The Reason We All Still Love Mean Girls, 10 Years Later: It’s So Mean

Lacey Chabert, Rachel McAdams, and Amanda Seyfried in Mean Girls.

Courtesy of Paramount Pictures

It’s the 10th anniversary of Tina Fey’s classic comedy, Mean Girls, and the Internet has exploded with appreciation for the teen genre gem. The New Yorker’s Richard Brody explains that the movie is a classic because of the “superb actors” who deliver their lines with “three-dimensional authority, like mobile language-sculptures.” Indeed, the performances are fantastic, and the script is superb. But equal credit must be given to another reason why Mean Girls endures: As its title promises, it is deeply, sometimes breathtakingly, always hilariously, mean.

In an interview with the New York Times’ Megan Angelo, Tina Fey says that she promised Rosalind Wiseman, the author and educator who wrote the book on which Mean Girls is based, that the movie would have a positive core. And yes, Fey’s character, a math teacher, does give a nice speech toward the end of the movie about why girls shouldn’t call one another sluts. But that’s not what most people take away from it. The lines we all remember are the clever verbal daggers thrown by the various high-schoolers at others and themselves, which include, but are not limited to, “Boo, you whore”; “Stop trying to make fetch happen!”; and “I can’t help it if I’ve got a heavy flow and a wide-set vagina.”

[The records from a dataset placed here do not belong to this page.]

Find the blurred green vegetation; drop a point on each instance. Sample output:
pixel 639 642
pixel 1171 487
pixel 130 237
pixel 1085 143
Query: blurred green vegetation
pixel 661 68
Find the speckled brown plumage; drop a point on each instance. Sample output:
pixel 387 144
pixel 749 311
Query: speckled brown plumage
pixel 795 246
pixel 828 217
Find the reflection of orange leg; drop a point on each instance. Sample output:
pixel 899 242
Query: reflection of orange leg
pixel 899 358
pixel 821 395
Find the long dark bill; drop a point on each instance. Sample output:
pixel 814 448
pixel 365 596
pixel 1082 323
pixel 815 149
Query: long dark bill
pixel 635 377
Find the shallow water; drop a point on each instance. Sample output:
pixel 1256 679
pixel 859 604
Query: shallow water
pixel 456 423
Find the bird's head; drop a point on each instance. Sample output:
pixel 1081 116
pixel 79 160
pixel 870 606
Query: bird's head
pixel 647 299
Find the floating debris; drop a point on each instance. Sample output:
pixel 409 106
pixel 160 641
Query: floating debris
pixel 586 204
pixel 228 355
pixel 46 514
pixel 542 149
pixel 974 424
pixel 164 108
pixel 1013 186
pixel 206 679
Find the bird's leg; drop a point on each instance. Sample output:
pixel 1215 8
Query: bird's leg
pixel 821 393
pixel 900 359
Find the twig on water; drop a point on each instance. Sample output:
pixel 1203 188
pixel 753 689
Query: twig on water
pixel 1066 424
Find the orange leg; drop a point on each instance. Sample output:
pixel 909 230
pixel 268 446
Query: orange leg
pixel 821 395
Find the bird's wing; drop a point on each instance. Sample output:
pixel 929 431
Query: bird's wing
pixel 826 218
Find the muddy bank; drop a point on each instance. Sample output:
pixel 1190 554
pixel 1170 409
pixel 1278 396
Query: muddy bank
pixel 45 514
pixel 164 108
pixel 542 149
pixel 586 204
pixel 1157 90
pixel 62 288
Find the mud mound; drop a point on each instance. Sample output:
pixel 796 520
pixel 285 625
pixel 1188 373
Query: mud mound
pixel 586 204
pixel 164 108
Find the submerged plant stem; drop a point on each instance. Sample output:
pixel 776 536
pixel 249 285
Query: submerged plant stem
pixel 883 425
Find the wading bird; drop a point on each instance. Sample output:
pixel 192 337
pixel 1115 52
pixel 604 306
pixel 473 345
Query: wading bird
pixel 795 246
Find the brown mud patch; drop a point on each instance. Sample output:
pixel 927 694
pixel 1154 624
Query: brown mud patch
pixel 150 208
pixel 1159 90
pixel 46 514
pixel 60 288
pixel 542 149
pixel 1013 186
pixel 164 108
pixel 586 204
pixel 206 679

Unlike, say, John Hughes, whose ’80s teen characters were much less cutting and much more vulnerable, Tina Fey has always had a darker view of adolescence. Take one of my favorite episodes of 30 Rock, “Reunion,” from season 3. At the beginning, Fey’s character, Liz Lemon, says she hated high school because she was a loser and the popular girls were horrible to her. Later, we find out that Liz was actually awful to the popular girls, mumbling things like, “I don’t know, Kelsey, how’s your mom’s pill addiction?” in response to an innocuous question, and telling the homecoming queen that her mole made it look like God pooped on her face.

Mean Girls endures for a new generation of teenagers and young adults because it has that same dark, realistic beating heart. Kids are cruel. Most unknown sophomore girls don’t get asked out by supreme senior hotties, like Molly Ringwald’s character does in Pretty in Pink. Most unknown sophomore girls do say mean but privately hilarious things from time to time, because they’re just trying to survive the high school jungle, and they’re only human. As Priya Elan put it in the Guardian, “This battle for ‘social acceptance by any means necessary’ is something that continues to be played out in real life.”

Though the ending of Mean Girls is a happy one—the girls stop calling one another names and end up channeling their negative energies into more productive callings—it always rang a little false to me. Maybe Fey was hamstrung by her promise to Wiseman to give the movie a positive bent. Maybe film executives thought the movie wouldn’t be popular if it didn’t end on a high note.

Fey’s real worldview is more apparent in the ending of 30 Rock’s “Reunion” episode. Liz Lemon’s classmates conspire to dump a bucket of animal blood on her head, Carrie-style. Lemon narrowly avoids this fate, and on her way out tells all her former classmates to, “Suck it you whittling IHOP monkeys!” before throwing down the microphone and running back to New York. It isn’t nice at all, but it sure is funny.